The key control element of the CTT is the Modify Manager. This module coordinates the reading of metadata from the Metadata Buffer and passes it along with the relevant context to the Modify Unit (also known as the Flow Context Processor), which performs its own update of the context information. An important aspect is maintaining the processing order according to the arrival of packets, which ensures flow consistency. The output from the Modify Unit is the updated context and the Packet Info structure, which determines how the processed packet should be handled. After processing all available metadata for a particular flow, the updated context is written back to the Bucket Cache. The Modify Manager also manages the export of context data to output units or the host system and signals when it is possible to release an entry from the Flow State Table.

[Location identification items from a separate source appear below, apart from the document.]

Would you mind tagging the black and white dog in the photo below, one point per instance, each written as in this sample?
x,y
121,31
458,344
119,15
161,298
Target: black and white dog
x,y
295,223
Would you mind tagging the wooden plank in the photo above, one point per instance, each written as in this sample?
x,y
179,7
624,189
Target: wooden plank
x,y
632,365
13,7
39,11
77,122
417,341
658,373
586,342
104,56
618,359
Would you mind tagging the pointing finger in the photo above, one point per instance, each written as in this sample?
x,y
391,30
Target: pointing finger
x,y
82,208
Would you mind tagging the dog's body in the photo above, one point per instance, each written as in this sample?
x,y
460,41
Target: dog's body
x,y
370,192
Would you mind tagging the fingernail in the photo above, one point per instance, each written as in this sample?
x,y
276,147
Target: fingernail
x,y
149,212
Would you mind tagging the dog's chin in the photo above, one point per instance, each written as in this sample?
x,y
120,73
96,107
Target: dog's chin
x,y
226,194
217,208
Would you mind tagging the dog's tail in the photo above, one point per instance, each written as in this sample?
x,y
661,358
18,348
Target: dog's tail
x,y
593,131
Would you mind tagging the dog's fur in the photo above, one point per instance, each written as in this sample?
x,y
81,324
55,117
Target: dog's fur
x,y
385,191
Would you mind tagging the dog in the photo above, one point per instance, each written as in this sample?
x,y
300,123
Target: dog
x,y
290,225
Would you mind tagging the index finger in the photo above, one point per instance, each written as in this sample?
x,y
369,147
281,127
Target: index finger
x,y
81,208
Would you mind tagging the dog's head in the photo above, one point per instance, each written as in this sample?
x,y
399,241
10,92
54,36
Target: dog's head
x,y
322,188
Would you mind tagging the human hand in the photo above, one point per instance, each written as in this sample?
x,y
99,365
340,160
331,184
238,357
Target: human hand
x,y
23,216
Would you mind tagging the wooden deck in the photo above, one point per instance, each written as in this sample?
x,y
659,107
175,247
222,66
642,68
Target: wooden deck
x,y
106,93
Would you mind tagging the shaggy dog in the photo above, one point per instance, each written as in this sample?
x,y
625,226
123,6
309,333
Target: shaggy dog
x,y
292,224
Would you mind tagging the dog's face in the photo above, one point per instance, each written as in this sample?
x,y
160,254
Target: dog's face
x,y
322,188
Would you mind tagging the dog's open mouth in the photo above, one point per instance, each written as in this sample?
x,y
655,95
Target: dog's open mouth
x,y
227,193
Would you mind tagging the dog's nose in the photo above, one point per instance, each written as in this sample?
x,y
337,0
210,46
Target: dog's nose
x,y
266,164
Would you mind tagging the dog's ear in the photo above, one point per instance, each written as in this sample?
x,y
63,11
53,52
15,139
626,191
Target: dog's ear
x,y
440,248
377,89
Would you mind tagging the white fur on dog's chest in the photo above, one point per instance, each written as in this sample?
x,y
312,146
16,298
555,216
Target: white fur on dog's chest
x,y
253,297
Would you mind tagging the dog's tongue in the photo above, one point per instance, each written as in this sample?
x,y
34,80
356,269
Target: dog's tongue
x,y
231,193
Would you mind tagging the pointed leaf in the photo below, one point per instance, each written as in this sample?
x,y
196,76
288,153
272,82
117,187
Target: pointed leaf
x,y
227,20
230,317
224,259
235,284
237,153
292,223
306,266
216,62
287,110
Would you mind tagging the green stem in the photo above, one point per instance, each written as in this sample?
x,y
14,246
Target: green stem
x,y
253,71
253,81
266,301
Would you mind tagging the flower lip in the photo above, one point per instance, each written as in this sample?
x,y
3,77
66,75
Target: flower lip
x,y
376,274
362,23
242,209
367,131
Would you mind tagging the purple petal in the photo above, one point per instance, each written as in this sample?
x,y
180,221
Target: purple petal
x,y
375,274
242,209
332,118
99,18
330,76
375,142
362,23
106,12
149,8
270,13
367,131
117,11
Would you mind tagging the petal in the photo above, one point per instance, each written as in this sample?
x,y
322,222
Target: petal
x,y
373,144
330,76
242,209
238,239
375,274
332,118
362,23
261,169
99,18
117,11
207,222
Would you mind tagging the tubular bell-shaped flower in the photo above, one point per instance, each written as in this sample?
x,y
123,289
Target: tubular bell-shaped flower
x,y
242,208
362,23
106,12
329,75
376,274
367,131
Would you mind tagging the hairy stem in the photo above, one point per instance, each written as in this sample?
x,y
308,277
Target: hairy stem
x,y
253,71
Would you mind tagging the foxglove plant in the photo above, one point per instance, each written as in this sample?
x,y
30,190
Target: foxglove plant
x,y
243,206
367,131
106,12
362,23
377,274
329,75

Selected features of the implemented CTT

The implemented CTT addresses all the required parameters that are essential from the point of view of deploying accelerated probes in 400Gb networks. Specifically, the following parameters were achieved in CTT:

Scalable capacity of the network flow table. Thanks to the External Memories Manager module, it is possible to connect up to 16 independent blocks of external memory to the CTT, not only of the DRAM type. The use of these memories is fully transparent from the CTT perspective and, regardless of the selected configuration, corresponds to access to one contiguous memory space. At the same time, the number of necessary accesses to external memory is reduced by using the Bucket Cache module, which implements a buffer for Flow Context Storage, and thus allows servicing a number of requests for access to external memory using only the memories available on the FPGA chip used.
High performance. The current CTT implementation allows processing multiple new Packet Record structures in a single clock cycle; this option can be parameterized using the appropriate generic parameter. Thanks to this, the performance of the current implementation is sufficiently high for deployment in 400Gb networks and meets the expected assumptions.
Ensuring data consistency. By storing metadata for incoming packets in the Metadata Buffer module in the form of one-way linked lists, where each network flow has its own dedicated list, it is ensured that the metadata of packets of the same flow will be stored — and therefore subsequently processed — in the same order in which they appeared at the input. This memory arrangement does not limit the processing of metadata of packets of different flows outside the original order, because information about the currently processed network flows is stored independently of the metadata, specifically in the Flow State Table module.
High memory utilization rate thanks to the proposed addressing scheme. In order to achieve a high level of memory utilization allocated for Flow Context Storage, we have chosen an approach known as bucketing for the implementation of the relevant hash table. It consists in dividing each addressable hash table entry into multiple so-called buckets into which colliding records can be placed. When using N buckets, the hash table is not marked as full when the first collision occurs, but only when the Nth collision occurs on one item.